Tourism frontline workers get training

FRONTLINERS … Frontline workers took part in a two-day training workshop at Walvis Bay. Photo: Contributed

The Namibia Tourism Board (NTB) is conducting a two-day training workshop at Walvis Bay for frontline workers in the tourism industry to improve customer service standards.

According to a statement issued by the organisers, the training is held in collaboration with the Harold Pupkewitz Graduate School of Business (HP-GSB) at the Namibia University of Science and Technology (NUST).

HP-GSB spokesperson Wency Ndjitaviua says the training had 55 participants who usually have first contact with visiting tourists and that it aimed to enhance customer service excellency in the tourism industry.

The participants included security guards, curio vendors, police officers, guides, shuttle drivers, petrol jockeys, as well as receptionists at guest houses and lodges.

“We brought together all the different role players in the industry . . . We also brought in the OvaHimba women selling their crafts in different places at Walvis Bay,” Ndjitaviua says.

“The idea is to make them aware of how to engage tourists so they can give the tourists a good image of the country,” she says.

This initiative follows a call from tourism stakeholders and is a a direct fulfilment of the NTB’s mandate to equip the industry with the necessary knowledge and skills to enhance the tourist experience.

“By providing this training, the NTB aimed to bridge the gap between the high expectations of tourists and the reality of the services they receive, ultimately promoting a positive image of Namibia as a tourist destination,” the statement says.

The next training will take place from 11 to 12 June at Hosea Kutako Airport.

“This training will target frontline staff at airports, emigration officials and the police, who are mostly the first point of contact for tourist when they enter Namibia.

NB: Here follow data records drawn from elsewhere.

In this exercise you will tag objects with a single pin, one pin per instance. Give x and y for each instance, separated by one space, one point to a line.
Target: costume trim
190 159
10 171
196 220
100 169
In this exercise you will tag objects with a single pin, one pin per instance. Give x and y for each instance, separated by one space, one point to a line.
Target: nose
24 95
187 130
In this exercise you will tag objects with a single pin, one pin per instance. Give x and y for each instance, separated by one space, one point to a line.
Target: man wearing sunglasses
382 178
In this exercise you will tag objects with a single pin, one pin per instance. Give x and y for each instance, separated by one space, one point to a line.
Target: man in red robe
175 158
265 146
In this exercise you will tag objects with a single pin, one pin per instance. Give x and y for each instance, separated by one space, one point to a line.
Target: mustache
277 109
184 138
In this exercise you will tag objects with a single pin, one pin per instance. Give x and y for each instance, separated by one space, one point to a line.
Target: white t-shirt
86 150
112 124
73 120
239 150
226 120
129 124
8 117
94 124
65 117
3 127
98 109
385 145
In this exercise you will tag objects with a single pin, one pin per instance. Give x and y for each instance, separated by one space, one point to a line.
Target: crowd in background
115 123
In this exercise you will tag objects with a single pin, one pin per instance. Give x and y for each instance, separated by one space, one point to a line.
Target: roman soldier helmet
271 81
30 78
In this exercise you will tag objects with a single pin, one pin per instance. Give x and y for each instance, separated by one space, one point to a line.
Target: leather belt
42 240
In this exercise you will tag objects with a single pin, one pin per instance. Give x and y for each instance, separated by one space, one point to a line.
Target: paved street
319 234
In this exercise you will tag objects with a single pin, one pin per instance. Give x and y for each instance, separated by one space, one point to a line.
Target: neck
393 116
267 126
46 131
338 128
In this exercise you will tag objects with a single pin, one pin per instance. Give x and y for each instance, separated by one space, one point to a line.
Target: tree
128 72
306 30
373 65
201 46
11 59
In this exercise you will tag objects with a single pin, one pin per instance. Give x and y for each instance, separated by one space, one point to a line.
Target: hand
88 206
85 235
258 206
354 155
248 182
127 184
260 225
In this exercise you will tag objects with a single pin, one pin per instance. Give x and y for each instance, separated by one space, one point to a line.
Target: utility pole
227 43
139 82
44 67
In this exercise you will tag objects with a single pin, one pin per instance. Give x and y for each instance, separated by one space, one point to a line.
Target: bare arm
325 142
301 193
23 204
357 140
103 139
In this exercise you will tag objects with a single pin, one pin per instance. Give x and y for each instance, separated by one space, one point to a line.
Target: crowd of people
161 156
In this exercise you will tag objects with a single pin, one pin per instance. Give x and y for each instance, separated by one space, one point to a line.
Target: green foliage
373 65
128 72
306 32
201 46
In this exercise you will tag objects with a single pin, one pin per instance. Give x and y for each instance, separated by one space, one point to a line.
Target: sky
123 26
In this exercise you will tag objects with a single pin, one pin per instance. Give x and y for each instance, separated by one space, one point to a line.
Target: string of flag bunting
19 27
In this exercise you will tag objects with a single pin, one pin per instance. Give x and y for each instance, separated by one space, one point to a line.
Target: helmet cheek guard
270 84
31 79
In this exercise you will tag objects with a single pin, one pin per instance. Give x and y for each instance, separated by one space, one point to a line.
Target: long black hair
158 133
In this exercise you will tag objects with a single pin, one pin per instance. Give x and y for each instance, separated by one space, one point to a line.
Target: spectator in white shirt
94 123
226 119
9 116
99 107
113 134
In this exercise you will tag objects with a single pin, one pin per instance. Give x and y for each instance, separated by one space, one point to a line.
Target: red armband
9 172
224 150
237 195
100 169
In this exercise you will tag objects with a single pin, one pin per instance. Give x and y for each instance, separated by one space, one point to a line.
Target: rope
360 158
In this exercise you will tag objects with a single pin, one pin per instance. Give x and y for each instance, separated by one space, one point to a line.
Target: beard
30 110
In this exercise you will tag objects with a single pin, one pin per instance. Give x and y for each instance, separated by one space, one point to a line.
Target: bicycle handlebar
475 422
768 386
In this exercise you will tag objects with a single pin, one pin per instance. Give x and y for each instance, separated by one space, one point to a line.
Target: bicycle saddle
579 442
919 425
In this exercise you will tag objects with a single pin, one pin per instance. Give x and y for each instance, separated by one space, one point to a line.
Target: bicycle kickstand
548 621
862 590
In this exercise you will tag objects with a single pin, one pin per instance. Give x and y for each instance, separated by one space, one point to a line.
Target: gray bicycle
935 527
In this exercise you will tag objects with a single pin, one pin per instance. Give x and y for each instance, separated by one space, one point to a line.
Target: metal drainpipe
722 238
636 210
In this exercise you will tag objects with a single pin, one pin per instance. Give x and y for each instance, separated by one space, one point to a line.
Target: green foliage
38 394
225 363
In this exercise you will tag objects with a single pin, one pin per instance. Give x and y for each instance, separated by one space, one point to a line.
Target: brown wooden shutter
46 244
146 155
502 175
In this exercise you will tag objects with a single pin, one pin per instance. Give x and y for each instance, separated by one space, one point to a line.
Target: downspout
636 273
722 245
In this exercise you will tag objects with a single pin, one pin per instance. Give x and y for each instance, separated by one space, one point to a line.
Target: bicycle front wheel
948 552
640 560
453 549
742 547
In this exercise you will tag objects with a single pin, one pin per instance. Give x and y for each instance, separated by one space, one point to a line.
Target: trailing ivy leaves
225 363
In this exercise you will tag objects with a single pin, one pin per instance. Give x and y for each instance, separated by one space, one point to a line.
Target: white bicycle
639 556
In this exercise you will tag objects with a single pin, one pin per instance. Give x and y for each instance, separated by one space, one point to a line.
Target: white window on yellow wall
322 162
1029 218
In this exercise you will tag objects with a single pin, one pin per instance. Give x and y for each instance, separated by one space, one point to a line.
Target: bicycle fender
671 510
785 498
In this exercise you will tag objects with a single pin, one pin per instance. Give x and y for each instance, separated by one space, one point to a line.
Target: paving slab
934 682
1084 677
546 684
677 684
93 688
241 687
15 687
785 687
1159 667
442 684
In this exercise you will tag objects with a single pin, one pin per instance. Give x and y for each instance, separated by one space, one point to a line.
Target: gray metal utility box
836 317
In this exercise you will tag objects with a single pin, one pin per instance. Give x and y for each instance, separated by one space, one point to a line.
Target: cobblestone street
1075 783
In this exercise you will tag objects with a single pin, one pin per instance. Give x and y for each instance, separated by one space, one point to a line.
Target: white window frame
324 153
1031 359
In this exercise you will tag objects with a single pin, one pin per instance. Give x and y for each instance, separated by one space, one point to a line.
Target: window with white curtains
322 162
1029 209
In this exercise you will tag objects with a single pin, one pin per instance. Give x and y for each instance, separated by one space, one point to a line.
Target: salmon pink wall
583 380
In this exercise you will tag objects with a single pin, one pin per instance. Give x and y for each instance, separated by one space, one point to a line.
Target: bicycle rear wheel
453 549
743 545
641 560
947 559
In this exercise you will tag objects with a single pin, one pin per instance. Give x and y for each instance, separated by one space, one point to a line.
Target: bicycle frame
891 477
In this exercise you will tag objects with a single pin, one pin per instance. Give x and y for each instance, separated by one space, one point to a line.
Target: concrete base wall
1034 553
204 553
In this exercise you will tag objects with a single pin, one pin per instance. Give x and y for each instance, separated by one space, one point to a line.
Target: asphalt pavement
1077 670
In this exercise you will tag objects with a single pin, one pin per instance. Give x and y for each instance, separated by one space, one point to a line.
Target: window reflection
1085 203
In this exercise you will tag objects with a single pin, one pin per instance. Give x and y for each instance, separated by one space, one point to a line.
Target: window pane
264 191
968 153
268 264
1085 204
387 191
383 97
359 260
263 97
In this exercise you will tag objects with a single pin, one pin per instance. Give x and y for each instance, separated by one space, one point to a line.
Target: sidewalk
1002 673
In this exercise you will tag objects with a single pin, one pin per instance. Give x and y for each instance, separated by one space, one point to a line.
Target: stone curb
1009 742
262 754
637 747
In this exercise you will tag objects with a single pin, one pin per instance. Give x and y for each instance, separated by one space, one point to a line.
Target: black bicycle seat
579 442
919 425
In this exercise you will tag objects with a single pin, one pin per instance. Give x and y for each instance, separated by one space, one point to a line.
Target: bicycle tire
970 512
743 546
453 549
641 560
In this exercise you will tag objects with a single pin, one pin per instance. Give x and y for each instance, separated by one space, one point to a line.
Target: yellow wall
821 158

Therefore, it’s crucial to ensure that they offer excellent customer service to create a positive experience for our tourist,” says Ndjitaviua.

The Namibian police also launched a campaign to make Namibia a safer and more desirable destination for tourists.

Deputy commissioner Robert Grellmann told The Namibian last week that the idea is to raise awareness on safety issues with tourists at all points of entry into the country.

He said tourists often fell prey to “corrupt police”, a practice the campaign aims to curb.